By CLAUDE SCILLEY
Queen’s Golden Gaels are coming home from the Canadian Interuniversity Sport women’s soccer championship tournament as the fifth-ranked team in the country.
The Gaels ended there after they defeated the Atlantic conference champion Cape Breton Capers 2-1 in the consolation final at Thunderbird Stadium in Vancouver Saturday.
As was the case in all three of Queen’s games at the eight-team competition, the Gaels were tied at the end of regulation time and 30 scoreless minutes of overtime. This time, they won the shootout 4-2.
In a splendid end-of-year run, the Gaels, who began the year without a win from their first four games, lost just one of their last 15 contests. They lost just three times all year, and had a terrific four-game blitz through the Ontario University Athletics playoffs, winning four straight games, all on the road, all against teams that had finished ahead of them in the regular year.
The only blemish on the Gaels’ record since Sept. 26 was a first-round defeat at the national championship, a 2-1 loss to Sherbrooke Thursday that required six rounds of a shootout to decide.
That loss, however, relegated Queen’s to the consolation side of the draw.
“I was telling the girls that we had a run when we were in the finals three years in a row and we won two of those,” Gaels coach Dave McDowell said, in a CIS release, “but the year before (that) we lost in the final on penalties to Trinity Western.
“It was a good experience in terms of understanding, for our younger players, what we have to do to win at this level, how hard it is to get here and what you have to do when you get here.”
Chelsea Currie opened scoring for Cape Breton about 20 minutes into the game Saturday, and the Gaels trailed until the 87th minute, when Jessie de Boer, playing her final intercollegiate game in her hometown, had a weak shot misplayed by Capers goalkeeper Rachel Yerza roll slowly in the the Cape Breton goal.
All four Gaels who participated in the shootout scored: Tara Bartram, Brittany Almeida and de Boer had Queen’s leading 3-2 when Gaels keeper Madison Tyrell stopped Cape Breton’s fourth shooter, Becky Hanna. Lidia Bradau then scored for Queen’s, giving the Gaels the victory.

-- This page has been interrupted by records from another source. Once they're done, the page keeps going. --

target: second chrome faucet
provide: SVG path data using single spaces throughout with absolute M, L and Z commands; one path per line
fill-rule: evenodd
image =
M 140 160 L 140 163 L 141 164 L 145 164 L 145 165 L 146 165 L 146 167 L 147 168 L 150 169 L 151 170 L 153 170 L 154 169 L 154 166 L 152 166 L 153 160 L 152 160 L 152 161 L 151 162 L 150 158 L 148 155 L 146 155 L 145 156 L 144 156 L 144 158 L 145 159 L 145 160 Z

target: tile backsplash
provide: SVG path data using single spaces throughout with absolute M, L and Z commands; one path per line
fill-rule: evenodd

“They counter-attacked very well and very quickly and they were a handful, particularly in the first half, ” McDowell said. “Then, in the second half, we played well. We made a small change in the midfield and I think it settled us down.

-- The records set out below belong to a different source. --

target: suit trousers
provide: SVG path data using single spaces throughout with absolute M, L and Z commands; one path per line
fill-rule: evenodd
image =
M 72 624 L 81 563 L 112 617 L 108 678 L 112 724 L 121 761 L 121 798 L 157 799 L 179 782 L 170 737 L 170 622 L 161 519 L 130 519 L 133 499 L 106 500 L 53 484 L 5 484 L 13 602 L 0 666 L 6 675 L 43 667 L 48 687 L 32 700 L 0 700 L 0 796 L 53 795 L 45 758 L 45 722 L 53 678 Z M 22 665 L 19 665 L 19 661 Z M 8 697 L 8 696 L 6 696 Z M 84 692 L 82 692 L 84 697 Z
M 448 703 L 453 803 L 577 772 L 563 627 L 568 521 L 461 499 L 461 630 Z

“For us, it was just about generating chances. I'd rather not go to penalties for the third straight game, but they handled them very well so I'm proud of them. ”
British Columbia, the tournament host, defeated Trinity Western 3-0 in the gold medal match Sunday. Quebec champion Laval, which came to the tournament as the defending champion, won the bronze medal with a 2-1 win over Sherbrooke.